Kyrgyzstan has a serious problem with domestic violence too, said Umutai Dauletova of Bishkek, the UN Development Programme country programmes gender co-ordinator in Kyrgyzstan.

In 2017, thousands of Kyrgyz women suffered domestic violence, she said. The government put the number at 3,524, while the country's crisis centres counted 8,458.

Justice is hard to come by for victimised Kyrgyz women, she said, describing the legal situation in rape cases.

In 2012-2015, Kyrgyz courts sentenced 149 rape defendants, she said. "They issued 13 acquittals and dropped 237 cases. In the majority of [dropped] cases, the victims refused to prosecute out of shame, fear of public denunciation and lack of money for legal fees."

Another form of abuse, bride kidnappings, is far too widespread in the Kyrgyz countryside, equalling about 60% of all marriages there, she said.

In Uzbekistan, the concept of "women's rights" has failed to gain hold in everyday life or at work, Nodira Latipova of Tashkent, a sociology lecturer at the National University of Uzbekistan, told Caravanserai.

"Particularly in cases of domestic violence," she said. "Women first write a statement, and the next day they retract it."

Domestic violence is the "No. 1" problem in Tajikistan too, Fotima Sharipova of Panjakent, director of the NGO Women of the East, told Caravanserai.

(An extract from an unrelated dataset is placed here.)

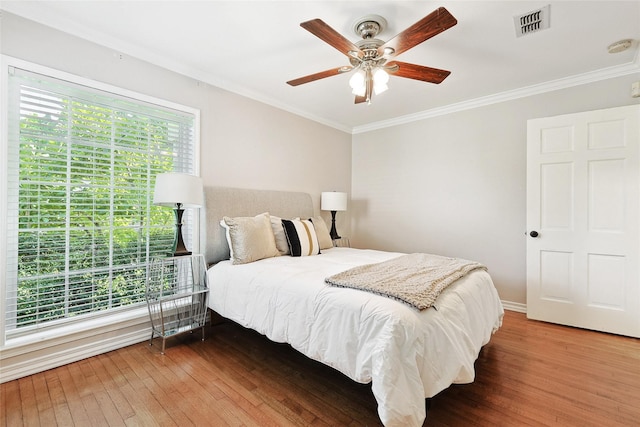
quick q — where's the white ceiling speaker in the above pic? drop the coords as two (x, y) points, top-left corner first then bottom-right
(607, 39), (633, 54)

Tajik lawmakers in March 2013 passed a law prohibiting domestic violence but failed to enact a mechanism for enforcing it, she said.

Economic independence is crucial

Women in Kazakhstan, as well as in other Central Asian countries, are handicapped when trying to build political and economic leverage.

Women seeking good jobs are expected to need paid maternity leave someday, said Bekenova of the UN Population Fund.

"If [a woman] already has children, they'll get sick," she said. "So Mom will have to take sick leave. That's why employers favour men during job interviews."

Moreover, women in Kazakhstan are segregated into lower-paying fields, comprising more than 70% of workers in health care, education and social services, she said.

Women's political representation in Central Asia falls far below parity, said Conkievich, the UN Women official.

Female representation in the region's parliaments varies from a low of 14.7% in Tajikistan to a high of 20.1% in Kazakhstan, she said.

With men dominating more-lucrative construction, oil and gas, other resource extraction industries, and transportation, "women on average earn about two-thirds of what men earn", she said.